To prevent Use After Free and related issues in Flask with Basic Auth, ensure that authentication state is short-lived, isolated per request, and never reused or cached in a way that outlives the request context. Always decode credentials inside the request handler, avoid attaching mutable objects to global or long-lived caches, and clear sensitive data as soon as it is no longer needed.

Use Flask’s before_request carefully and keep authentication lightweight. Prefer token-based mechanisms, but if you must use Basic Auth, decode and validate credentials on each request and store only minimal, immutable data in g. Here is a secure example that avoids lingering references:

from flask import Flask, request, g, abort
import base64

app = Flask(__name__)

def verify_credentials(username, password):
    # Replace with secure user verification, e.g., constant-time compare
    return username == 'admin' and password == 'secret'

@app.before_request
def authenticate():
    auth = request.authorization
    if auth is None:
        abort(401, {'WWW-Authenticate': 'Basic'})
    # Decode and verify within the request scope; do not cache g.user beyond the request
    if not verify_credentials(auth.username, auth.password):
        abort(401, {'WWW-Authenticate': 'Basic'})
    g.user = auth.username  # Minimal, immutable attachment

@app.route('/secure')
def secure():
    return f'Hello, {g.user}'

if __name__ == '__main__':
    app.run(debug=False)

Avoid patterns that reuse objects across requests or store references to request-local data in global structures.

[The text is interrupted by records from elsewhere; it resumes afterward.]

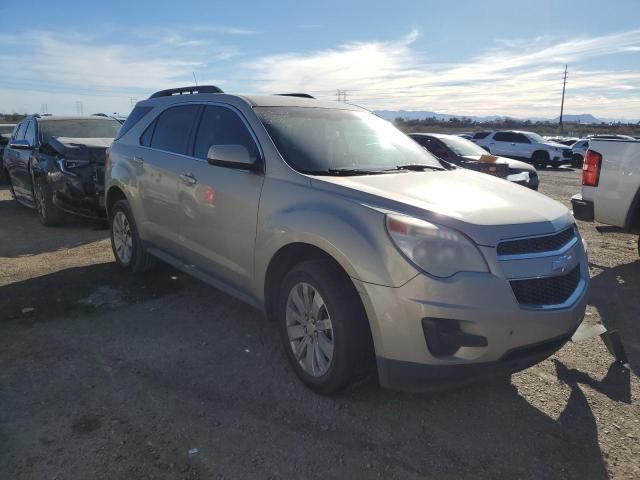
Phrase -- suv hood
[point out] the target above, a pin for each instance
(485, 208)
(92, 149)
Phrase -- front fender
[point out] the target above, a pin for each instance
(351, 233)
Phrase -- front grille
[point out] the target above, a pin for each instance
(546, 291)
(547, 243)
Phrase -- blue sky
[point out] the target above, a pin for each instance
(466, 57)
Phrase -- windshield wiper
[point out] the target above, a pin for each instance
(347, 171)
(418, 167)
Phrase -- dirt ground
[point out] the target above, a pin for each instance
(161, 377)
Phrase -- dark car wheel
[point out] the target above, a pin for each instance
(48, 213)
(324, 328)
(540, 159)
(125, 241)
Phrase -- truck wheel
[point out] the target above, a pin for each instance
(324, 327)
(48, 213)
(540, 159)
(125, 241)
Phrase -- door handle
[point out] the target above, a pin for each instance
(188, 178)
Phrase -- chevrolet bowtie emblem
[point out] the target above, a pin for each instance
(561, 263)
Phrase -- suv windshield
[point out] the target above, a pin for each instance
(534, 137)
(89, 128)
(317, 140)
(462, 147)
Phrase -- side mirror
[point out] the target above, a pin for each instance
(232, 156)
(21, 145)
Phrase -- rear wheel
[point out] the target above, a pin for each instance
(125, 241)
(540, 159)
(48, 213)
(324, 327)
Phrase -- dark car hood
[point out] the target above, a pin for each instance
(516, 164)
(92, 149)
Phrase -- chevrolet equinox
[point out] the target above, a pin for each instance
(365, 251)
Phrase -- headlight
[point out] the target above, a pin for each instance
(437, 250)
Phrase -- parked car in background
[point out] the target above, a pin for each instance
(578, 151)
(353, 239)
(6, 130)
(611, 185)
(55, 164)
(466, 154)
(526, 146)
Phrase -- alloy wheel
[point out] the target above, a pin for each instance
(309, 329)
(122, 238)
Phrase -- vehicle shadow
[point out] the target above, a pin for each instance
(21, 233)
(101, 286)
(614, 293)
(213, 367)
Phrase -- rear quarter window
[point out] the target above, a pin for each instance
(137, 114)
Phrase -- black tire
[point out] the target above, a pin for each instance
(140, 260)
(48, 213)
(540, 159)
(352, 344)
(577, 160)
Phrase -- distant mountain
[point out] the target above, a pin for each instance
(582, 118)
(422, 114)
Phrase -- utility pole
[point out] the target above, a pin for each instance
(564, 86)
(342, 96)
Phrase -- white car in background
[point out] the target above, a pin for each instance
(527, 146)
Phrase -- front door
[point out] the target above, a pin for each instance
(219, 205)
(166, 143)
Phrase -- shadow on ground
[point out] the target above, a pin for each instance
(21, 233)
(614, 293)
(201, 369)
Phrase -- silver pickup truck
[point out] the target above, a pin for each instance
(362, 248)
(611, 185)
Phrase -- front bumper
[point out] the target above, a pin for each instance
(483, 306)
(582, 209)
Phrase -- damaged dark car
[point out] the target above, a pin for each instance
(55, 164)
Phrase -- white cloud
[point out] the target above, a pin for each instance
(515, 78)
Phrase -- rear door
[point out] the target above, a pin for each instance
(165, 144)
(219, 205)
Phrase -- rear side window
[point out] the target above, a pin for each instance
(134, 117)
(222, 126)
(30, 133)
(480, 135)
(503, 137)
(19, 134)
(173, 127)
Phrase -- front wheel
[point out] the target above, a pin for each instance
(324, 327)
(48, 213)
(125, 241)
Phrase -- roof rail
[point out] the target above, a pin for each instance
(187, 90)
(301, 95)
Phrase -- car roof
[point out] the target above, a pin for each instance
(53, 118)
(251, 100)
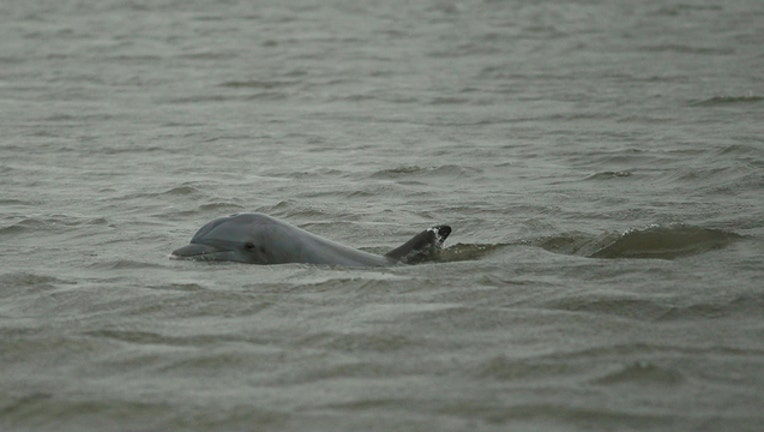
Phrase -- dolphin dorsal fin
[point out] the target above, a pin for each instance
(422, 246)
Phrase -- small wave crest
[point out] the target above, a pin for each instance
(662, 242)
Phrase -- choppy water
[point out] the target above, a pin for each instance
(601, 163)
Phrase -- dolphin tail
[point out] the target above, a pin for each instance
(422, 246)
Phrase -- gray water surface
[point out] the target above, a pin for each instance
(601, 164)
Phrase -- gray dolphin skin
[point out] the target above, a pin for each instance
(260, 239)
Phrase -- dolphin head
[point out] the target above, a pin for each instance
(230, 238)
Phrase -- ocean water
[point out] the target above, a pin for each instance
(601, 164)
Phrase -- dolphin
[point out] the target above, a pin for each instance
(260, 239)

For example, do not append users to a global list or cache decoded credentials beyond the request:

# Anti-pattern: risky caching that can lead to reuse
user_cache = {}

@app.before_request
def authenticate_insecure():
    auth = request.authorization
    if auth and auth.username in user_cache:
        # This reuses previously allocated objects; dangerous if cache is not cleaned
        g.user = user_cache[auth.username]
    else:
        if verify_credentials(auth.username, auth.password):
            user_cache[auth.username] = auth.username  # Potential UAF if cache is mutated
            g.user = auth.username
        else:
            abort(401)

Additionally, ensure that any background tasks or signals do not reference g or request-local objects after the request context is torn down. Use request-scoped sessions and close database or external connections explicitly. middleBrick’s GitHub Action can be added to CI/CD pipelines to fail builds if risk scores exceed your threshold, while the CLI tool allows you to scan endpoints from the terminal with middlebrick scan <url> to verify that Basic Auth implementations remain free of unsafe object reuse.

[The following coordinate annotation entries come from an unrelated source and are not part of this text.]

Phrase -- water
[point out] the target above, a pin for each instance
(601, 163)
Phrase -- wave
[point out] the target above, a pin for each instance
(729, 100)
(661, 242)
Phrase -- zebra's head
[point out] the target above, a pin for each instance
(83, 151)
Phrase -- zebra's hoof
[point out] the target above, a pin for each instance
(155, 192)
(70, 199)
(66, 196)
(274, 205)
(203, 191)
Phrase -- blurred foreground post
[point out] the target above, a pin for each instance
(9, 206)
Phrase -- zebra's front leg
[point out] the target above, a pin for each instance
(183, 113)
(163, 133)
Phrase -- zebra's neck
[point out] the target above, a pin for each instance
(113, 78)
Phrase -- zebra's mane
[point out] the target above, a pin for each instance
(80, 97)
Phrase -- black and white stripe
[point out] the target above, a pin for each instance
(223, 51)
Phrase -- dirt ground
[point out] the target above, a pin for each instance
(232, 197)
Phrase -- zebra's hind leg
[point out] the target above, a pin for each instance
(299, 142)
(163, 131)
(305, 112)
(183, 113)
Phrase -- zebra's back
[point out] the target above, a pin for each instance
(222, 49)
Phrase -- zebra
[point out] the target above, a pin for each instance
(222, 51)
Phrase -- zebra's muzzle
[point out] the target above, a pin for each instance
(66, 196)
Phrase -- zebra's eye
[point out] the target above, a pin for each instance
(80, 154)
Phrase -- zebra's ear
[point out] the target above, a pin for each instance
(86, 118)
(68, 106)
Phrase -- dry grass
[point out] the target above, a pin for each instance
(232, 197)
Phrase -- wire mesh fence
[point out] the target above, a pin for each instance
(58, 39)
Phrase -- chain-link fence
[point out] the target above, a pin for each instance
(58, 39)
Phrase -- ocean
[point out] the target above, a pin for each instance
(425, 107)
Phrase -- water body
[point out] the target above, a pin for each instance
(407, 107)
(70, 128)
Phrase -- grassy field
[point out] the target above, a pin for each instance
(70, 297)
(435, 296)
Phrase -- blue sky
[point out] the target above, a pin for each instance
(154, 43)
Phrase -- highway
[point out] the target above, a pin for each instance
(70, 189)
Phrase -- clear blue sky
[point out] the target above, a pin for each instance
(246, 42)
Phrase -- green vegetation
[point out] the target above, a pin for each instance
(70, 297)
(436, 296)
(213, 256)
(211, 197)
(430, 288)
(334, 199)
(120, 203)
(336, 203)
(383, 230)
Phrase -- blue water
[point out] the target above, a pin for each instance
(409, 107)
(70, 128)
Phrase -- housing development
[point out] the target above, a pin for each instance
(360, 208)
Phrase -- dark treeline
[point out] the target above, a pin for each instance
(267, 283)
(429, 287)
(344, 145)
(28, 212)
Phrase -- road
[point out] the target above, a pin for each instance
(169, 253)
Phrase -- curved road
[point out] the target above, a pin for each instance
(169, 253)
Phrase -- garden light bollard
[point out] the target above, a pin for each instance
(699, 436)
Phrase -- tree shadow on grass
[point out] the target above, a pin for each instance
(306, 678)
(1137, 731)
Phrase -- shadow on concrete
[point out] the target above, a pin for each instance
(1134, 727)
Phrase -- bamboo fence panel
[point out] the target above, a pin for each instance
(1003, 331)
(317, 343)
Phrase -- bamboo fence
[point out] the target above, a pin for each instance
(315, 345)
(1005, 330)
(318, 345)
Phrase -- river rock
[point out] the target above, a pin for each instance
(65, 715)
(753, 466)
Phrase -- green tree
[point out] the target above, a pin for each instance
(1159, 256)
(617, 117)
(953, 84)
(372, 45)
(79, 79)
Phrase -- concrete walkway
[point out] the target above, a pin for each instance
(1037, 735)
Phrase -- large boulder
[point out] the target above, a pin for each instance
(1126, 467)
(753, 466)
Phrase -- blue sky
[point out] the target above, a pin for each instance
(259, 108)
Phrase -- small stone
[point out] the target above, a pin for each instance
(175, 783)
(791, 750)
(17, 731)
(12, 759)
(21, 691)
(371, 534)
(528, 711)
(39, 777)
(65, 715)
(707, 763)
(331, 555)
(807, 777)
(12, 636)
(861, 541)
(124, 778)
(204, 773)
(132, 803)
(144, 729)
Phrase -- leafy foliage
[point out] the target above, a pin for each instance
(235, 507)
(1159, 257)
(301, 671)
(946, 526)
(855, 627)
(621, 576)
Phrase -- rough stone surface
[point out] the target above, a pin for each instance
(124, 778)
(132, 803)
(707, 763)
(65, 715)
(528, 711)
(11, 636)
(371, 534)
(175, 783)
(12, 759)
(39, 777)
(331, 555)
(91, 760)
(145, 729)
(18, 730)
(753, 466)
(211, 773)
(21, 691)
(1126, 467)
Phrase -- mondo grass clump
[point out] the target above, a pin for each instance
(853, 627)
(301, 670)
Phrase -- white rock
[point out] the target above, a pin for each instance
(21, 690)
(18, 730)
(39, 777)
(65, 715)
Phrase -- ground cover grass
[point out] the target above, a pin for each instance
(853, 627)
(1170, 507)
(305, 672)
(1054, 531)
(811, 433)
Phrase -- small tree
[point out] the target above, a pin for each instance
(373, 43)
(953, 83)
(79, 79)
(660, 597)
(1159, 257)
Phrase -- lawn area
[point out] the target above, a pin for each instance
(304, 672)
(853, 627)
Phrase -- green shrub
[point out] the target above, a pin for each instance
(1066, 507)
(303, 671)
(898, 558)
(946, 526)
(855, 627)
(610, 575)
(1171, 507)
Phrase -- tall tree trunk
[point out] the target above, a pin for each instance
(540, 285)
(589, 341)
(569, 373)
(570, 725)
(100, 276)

For continuous assurance, the Pro plan provides continuous monitoring and configurable scans, and the MCP Server enables scanning APIs directly from your AI coding assistant to catch risky patterns early in development.

Frequently Asked Questions

Can Use After Free occur in Python Flask applications even though Python has automatic memory management?
Yes. Although Python manages memory automatically, Use After Free can still occur through references to objects that are cleared or replaced while other code paths retain pointers, such as in cached structures, thread-locals, or extensions that interface with external libraries.
How does middleBrick detect risky authentication patterns that could lead to memory safety issues?
middleBrick runs unauthenticated scans that test authentication boundaries, checks for improper caching or exposure of credentials, and validates that authentication state is request-scoped. Findings map to Authentication, Data Exposure, and Property Authorization checks to highlight risky patterns.